In general, good LAG players are very self aware of themselves, how the table are perceiving them and whom may be fed up and taking a stand against them. This is important as if I was that LAG player, I'd check to you with all of my two pairs, all of my sets, all of my pocket pairs above 10s. Just to stress it again, I'm taking about good LAG players here.

I'm not saying betting your JJ here is bad, far from it, I think you have a lot of value on that board and should make the LAG player pay to see another card. Hands like 78 here would totally love a free card, but we should charge for that card and protect our value. However with that said, I am saying what is your $800 bet achieving that a $125 to $250 (some like to overbet) bet doesn't achieve. I believe the answer to that is it achieves the same thing, but also protects you from going broke when the LAG player has aces, a flopped set, or a funky two pair.

You mention you've seen them draw, but you've not mentioned the context in which they've called on those draws. Someone betting $25 into a $100, yeah I'm also going to draw to my open ended straight there. Or someone betting $50 into $150 dollar pot, and if I have a pair + overcard + showdown equity yeah I'm probably going to also peel a card there too. Similarly if I have an overcard and a straight draw, yeah I'll probably peel too if the price is good. LAG players tend to not call draws without huge equity here. Good LAG players like to dictate the action rather than passively call. By you shoving you take away the ability for them to drive the action.
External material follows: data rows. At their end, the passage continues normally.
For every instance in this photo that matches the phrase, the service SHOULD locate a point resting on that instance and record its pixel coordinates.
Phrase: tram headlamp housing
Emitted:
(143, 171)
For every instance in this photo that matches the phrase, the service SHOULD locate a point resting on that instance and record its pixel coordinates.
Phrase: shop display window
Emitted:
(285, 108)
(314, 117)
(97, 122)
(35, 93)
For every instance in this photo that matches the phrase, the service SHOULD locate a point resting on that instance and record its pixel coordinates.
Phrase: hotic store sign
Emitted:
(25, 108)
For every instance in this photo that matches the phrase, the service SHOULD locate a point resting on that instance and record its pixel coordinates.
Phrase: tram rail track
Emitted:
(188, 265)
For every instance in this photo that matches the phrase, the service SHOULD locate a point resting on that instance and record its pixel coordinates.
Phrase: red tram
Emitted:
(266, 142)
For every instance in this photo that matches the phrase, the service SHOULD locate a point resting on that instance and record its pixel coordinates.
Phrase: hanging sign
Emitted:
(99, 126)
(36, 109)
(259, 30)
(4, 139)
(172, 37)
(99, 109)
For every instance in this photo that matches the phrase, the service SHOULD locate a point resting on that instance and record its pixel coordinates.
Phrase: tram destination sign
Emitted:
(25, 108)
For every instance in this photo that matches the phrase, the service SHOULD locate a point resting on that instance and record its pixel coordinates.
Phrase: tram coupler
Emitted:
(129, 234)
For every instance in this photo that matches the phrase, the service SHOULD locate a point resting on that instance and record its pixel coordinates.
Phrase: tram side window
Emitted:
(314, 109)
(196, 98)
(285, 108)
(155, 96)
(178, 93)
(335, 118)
In short I don't believe this is a positive EV play to make, as you're only going to be called by better, and we can put ourselves in a position to be able to fold on a later street if a disaster card comes. Basically the LAG player isn't going to call all-in with nothing, and likely wouldn't call with nothing with a $125 to $250 bet either, so why risk it all when you'll only be called when you're crushed. If they do call this bet with nothing, well congrats you have something you can exploit now too.